Questions. That’s what you’re left with when somebody breaks your heart. Was I enough? Did I do something wrong? Is there somebody better? We torture ourselves into believing that there are answers to these questions and that they will somehow make everything better. We don’t actually want to know what the answers are. What we want is to understand how somebody could make us feel as though we need to question love. Heartbreak is by no means a feeling I would wish upon anybody. It’s messy, confusing, and frustrating. You have good days and bad days. Mostly though, you spend a lot of time wanting to hear all these words from the person who loved you and left you.
You want them to text you a week later saying they made a mistake. You want that text so badly that you constantly check your phone hoping that you’ll see their number. You want a long paragraph, something well thought out and full of emotion. You want them to tell you that they can’t imagine being without you. This text is what you dream about before you go to sleep and check for as soon as you wake up.

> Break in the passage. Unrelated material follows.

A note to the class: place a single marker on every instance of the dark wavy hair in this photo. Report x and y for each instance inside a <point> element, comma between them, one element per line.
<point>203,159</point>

You want them to call you a month later slurring their words after one too many drinks, cursing themselves for ever saying they didn’t want to be with you. You want them to say I miss you because missing you when they’re drunk off of $3 beers means they miss you every day, right? They apologize to you for ignoring all your late night calls. You love this call and you never want it to end so you prolong it for as long as possible until their phone dies and you’re left in silence.

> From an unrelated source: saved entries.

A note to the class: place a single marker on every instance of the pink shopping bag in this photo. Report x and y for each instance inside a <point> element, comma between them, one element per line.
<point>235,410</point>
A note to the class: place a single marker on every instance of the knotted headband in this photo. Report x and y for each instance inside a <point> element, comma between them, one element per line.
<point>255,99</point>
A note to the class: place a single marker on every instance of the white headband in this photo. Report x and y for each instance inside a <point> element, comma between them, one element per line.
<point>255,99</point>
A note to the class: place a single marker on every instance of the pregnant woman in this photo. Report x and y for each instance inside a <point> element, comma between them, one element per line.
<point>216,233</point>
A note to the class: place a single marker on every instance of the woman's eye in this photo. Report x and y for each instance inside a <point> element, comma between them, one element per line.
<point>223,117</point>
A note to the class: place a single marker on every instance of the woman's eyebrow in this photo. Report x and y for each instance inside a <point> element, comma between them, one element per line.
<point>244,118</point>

You want them to run into you almost a year later. You want them to tell you that you look great (because you do) and you seem to be doing well (because you are). You want them to offer to grab a coffee with you and catch up. This conversation will feel awkward at first but then it will flow so naturally you hardly realize that time has come between you two. This conversation will tell you one of two things; there’s still an unimaginable love between you two or there is nothing at all.
Sometimes you fall in love with people who break your heart. Sometimes love will leave you crying on the kitchen floor at 2 in the morning. It’s okay to want answers to all the questions constantly running through your mind. You want to hear all these wonderful words like they miss you and want you back. You want to be called baby and hear them say I love you again because how could they not want to do that? How could they forget all the nights you spent lying in each other’s arms talking about what you’re afraid of? The monsters under your bed were conquered when they slept next to you and now you wake up every morning hoping that you’ll look at your phone and see a “good morning beautiful” text. It’s okay to want all of this even though everyone is telling you that you are so much better off without them.
You can spend hours, days, weeks, months thinking about everything you wanted them to tell you. Take as long as you want, there is no timeline on when you should stop wanting these words. Most importantly, don’t feel like you’re the only one who has ever wanted this. People lie to protect themselves from the scrutiny of others, so just because your friends are telling you to stop holding out on a text doesn’t mean that they haven’t done the same.
The point is, never feel like you’re the only one waiting on a text or call from somebody who broke your heart. It’s okay to want all these things to be said to you; in fact it’s completely normal. When somebody breaks your heart you are left aching for them and this ache is unbearable. But you will be able to get up off that kitchen floor and close the fridge door. Question love but don’t ever give up on it. You will cry yourself to sleep sometimes when things don’t work out, but you’ll wake up the next morning with a little less ache than the night before.